Norman McLaren. It's commendable that Currier House has put up-front about this thing and announced that they're showing a program of this guy's films, which usually have a way of sneaking up and ambushing unsuspecting movie bills.

Norman McLaren made short films for the Canadian National Film Board for many years, films with names like Fiddie-De-Dee and Hoppity-Pop and Blinkety Blank. He is highly acclaimed by some as a pioneer in experimental cinema--particularly of the stop-motion technique. Other titles by McLaren include Dots and Loops, Boogie Doodie and A Chairy Tale. I've only seen one of these little nightmares, the one most commonly shown in this country, something called Pas de Deux. In fact, I must have seen it 300 times--it seems like everytime I settle back for some good light feature the distant toot of panpipes (Panpipes!) is heard and this "short" comes on for what seems like days. The content of this vicious bummer is two silouetted dancers--white tights moving slowly in the darkness. The man-figure tippy-toes over to the woman-figure, who keeps darting away and eluding him at the last moment. Several years later, the dancers get together while the "haunting" sounds continue, and eventually their white shadows begin to blur their outlines and unfold in streaks of light that look like tungsten trickles. And this goes on and on and on...
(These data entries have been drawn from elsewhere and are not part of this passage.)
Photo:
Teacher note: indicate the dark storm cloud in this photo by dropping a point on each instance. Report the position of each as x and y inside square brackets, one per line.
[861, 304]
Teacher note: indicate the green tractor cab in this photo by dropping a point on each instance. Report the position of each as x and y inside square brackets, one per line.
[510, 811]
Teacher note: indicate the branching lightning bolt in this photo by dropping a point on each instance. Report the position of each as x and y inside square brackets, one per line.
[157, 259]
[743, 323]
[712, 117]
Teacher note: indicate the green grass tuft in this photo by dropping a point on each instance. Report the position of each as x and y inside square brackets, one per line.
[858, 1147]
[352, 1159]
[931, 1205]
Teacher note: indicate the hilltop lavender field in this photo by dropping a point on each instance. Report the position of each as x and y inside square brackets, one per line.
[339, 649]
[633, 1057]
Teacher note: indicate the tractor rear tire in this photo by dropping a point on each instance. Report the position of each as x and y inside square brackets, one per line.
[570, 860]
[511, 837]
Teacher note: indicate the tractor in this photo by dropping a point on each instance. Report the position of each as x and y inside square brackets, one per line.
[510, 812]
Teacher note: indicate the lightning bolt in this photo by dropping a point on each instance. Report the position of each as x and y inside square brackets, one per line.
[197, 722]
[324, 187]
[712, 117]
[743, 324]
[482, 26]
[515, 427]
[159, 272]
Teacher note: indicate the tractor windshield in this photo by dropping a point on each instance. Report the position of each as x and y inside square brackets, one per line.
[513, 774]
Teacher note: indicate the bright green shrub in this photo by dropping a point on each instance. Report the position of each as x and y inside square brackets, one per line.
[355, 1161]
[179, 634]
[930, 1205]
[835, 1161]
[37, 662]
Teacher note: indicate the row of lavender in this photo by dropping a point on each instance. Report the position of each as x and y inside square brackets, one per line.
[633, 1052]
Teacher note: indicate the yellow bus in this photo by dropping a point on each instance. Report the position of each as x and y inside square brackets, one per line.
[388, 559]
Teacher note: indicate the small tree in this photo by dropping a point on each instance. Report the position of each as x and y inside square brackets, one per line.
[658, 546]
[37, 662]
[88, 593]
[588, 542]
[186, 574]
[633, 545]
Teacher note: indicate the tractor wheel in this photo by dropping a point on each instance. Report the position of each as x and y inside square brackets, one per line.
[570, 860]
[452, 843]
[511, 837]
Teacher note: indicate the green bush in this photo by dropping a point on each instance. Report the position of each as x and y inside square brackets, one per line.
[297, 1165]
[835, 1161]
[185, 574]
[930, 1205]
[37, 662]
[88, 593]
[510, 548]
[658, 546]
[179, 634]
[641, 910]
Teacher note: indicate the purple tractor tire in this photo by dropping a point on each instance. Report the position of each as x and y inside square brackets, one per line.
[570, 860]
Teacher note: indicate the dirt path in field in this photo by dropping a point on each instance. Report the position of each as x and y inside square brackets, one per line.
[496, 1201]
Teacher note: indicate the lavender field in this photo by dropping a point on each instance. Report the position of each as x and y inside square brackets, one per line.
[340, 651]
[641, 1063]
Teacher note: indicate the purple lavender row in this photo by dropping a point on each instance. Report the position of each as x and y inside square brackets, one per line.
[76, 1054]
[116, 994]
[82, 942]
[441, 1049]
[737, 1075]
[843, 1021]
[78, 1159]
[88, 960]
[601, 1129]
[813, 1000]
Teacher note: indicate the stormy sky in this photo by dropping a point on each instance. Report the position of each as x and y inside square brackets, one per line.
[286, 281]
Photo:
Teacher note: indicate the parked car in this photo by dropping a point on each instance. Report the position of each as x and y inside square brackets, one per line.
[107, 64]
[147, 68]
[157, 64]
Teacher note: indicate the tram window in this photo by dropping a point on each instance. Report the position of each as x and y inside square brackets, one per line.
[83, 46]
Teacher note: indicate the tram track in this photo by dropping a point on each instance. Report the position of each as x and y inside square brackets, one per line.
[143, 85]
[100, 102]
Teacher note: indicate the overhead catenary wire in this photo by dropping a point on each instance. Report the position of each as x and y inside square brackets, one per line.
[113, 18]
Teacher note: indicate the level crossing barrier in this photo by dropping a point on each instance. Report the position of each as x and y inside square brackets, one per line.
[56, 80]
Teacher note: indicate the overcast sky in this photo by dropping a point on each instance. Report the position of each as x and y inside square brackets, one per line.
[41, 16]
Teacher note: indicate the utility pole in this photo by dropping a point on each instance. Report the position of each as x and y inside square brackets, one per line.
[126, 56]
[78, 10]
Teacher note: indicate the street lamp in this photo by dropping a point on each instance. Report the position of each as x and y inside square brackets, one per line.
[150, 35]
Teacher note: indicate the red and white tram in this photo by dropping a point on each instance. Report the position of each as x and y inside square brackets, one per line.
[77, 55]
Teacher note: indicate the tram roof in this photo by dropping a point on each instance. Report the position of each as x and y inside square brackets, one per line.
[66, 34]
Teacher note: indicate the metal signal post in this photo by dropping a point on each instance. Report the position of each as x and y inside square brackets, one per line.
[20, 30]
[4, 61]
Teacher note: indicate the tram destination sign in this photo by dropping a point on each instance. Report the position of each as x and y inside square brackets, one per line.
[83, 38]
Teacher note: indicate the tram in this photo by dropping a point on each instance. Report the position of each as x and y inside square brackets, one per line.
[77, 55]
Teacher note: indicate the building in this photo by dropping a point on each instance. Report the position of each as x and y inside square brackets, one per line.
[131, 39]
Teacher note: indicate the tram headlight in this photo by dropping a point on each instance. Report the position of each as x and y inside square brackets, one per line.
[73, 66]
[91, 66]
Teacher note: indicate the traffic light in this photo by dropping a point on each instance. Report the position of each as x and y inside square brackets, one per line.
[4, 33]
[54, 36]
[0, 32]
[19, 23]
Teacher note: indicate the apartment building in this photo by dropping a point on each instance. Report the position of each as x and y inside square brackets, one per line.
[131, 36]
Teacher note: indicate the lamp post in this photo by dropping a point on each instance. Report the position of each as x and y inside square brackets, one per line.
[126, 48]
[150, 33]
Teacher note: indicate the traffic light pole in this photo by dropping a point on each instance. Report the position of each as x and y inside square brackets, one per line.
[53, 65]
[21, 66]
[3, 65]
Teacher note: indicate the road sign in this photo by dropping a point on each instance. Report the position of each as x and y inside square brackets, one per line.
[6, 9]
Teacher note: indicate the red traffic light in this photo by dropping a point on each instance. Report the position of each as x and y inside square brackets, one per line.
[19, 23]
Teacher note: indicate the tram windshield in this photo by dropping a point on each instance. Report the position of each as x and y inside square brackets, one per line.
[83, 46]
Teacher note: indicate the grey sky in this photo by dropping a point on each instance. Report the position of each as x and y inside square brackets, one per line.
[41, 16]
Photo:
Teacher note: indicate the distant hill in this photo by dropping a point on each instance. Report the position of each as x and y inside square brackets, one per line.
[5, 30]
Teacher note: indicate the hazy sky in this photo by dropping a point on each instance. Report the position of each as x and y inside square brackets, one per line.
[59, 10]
Gone With The Wind. Unlike Birth of A Nation, Gone With The Wind had the advantage of sound to make its point about blacks: "QUITTIN' TIME!" "Who dat say 'Quittin time'? I'se de boss; I tells yawl when's quittin' time--QUITTIN' TIME!"

Cheisea Girls, or the first part of it, will be shown tonight at Carpenter Center, accompanied by a lecture by New York film critic Stephen Koch, on Warhol, Filmmaker. An interesting question.